*This is the fourth in a series of posts about the certification of questions of state law. Earlier posts can be found here, here, and here.
The Sixth Circuit may certify state law questions, even sua sponte, in cases where the answer(s) “might avoid in whole or in part the necessity for federal constitutional adjudication.” Am. Booksellers Found. for Free Expression v. Strickland, 560 F.3d 443, 446 (6th Cir. 2009) (quoting Bellotti v. Baird, 428 U.S. 132 (1976)). In such cases, both parties may be primarily interested in forcing the court to confront a high-profile constitutional question, and prefer that the outcome not turn on state law. See Planned Parenthood Cincinnati Region v. Strickland, 531 F.3d 406, 408 (6th Cir. 2008) (“When asked about certification at oral argument, both Planned Parenthood and the State encouraged this court to speculate on how the Supreme Court of Ohio would interpret the statute as opposed to seeking an authoritative interpretation from the Ohio high court via certification.”). But the court has repeatedly certified state law questions to avoid thorny constitutional dilemmas. See, e.g., Planned Parenthood, 531 F.3d 406; House v. Bell, 311 F.3d 767 (6th Cir. 2002) (en banc) (certifying to avoid the question of whether the habeas petitioner’s showing of actual innocence sufficed to render his conviction unconstitutional); Am. Booksellers, 560 F.3d at 446; cf. Northland Family Planning Clinic, Inc. v. Cox, 487 F.3d 323 (6th Cir. 2007) (declining certification because “[c]ertification . . . is appropriate only where . . . . a construction . . . is fairly possible that will contain the statute within constitutional bounds.” (citations and internal quotation marks omitted)).

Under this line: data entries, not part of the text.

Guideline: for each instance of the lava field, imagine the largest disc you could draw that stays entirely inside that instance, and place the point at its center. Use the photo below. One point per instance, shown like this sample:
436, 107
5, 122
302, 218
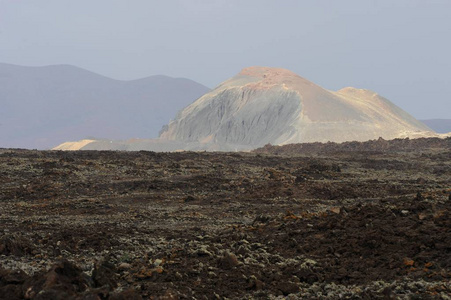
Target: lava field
316, 221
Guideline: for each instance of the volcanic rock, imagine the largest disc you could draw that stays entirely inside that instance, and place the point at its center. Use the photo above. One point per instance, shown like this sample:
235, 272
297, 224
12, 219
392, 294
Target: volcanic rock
264, 105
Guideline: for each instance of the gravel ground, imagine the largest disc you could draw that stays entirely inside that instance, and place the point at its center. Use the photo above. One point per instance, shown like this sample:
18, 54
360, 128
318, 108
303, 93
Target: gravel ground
319, 221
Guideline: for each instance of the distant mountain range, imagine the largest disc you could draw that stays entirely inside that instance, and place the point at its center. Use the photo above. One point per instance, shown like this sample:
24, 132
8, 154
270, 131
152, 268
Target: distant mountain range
262, 105
41, 107
439, 125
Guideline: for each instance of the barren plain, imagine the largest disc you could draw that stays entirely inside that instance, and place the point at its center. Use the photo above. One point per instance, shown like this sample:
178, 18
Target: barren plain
338, 221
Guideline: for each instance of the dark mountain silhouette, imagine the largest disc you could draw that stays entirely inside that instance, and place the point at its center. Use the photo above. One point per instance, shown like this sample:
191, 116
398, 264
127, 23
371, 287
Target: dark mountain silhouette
41, 107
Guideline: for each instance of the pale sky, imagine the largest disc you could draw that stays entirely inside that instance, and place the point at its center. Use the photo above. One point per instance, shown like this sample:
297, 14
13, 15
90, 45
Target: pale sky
398, 48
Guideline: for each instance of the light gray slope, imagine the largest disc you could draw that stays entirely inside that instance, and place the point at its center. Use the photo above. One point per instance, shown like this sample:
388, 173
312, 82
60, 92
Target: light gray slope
45, 106
269, 105
439, 125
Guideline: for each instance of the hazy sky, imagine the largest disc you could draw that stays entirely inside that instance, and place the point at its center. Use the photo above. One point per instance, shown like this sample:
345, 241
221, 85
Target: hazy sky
401, 49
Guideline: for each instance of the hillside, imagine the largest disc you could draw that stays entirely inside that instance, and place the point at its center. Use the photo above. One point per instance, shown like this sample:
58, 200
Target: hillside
45, 106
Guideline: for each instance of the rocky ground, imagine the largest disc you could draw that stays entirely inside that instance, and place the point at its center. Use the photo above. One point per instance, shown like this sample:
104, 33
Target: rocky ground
358, 222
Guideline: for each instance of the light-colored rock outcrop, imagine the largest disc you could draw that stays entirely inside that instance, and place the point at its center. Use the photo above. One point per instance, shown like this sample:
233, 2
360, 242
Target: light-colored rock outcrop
264, 105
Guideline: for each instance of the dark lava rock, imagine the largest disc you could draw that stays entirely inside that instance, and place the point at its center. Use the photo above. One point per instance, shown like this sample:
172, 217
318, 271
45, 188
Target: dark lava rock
104, 274
62, 281
228, 261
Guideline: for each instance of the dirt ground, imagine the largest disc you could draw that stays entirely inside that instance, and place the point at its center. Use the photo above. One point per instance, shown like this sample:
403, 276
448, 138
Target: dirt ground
317, 221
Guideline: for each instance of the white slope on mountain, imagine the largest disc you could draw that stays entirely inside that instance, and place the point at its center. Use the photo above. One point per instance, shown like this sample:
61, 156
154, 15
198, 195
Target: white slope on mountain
269, 105
264, 105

When employing certification as a means of constitutional avoidance, the Sixth Circuit may hint at the consequences of the state court choosing one interpretation over another. For example, when certifying a question of Ohio statutory interpretation in Am. Booksellers, the court strongly implied that “the narrowing construction the Attorney General puts forth” would lead to a finding that the statute in question was constitutional. Am. Booksellers, 560 F.3d at 446-47. However, such hints are not always appreciated by state courts. See, e.g., In re Certified Question from United States Dist. Court, Eastern Dist. etc., 420 Mich. 51 (Mich. 1984) (“Thus, it is plain that the certified question procedure has not been employed to obtain an expression of this Court’s opinion on a matter of Michigan law at all . . . . It has been employed instead to obtain a ruling from this Court on a question of First Amendment federal constitutional law with very explicit instructions from the federal court to this Court how that answer should be written to avoid federal court adjudication that the statute is unconstitutional . . . .”).
Although constitutional controversies draw more attention, litigants must remain mindful of potentially dispositive state law issues because the Sixth Circuit may certify sua sponte and may even provide some subtle direction to the state court.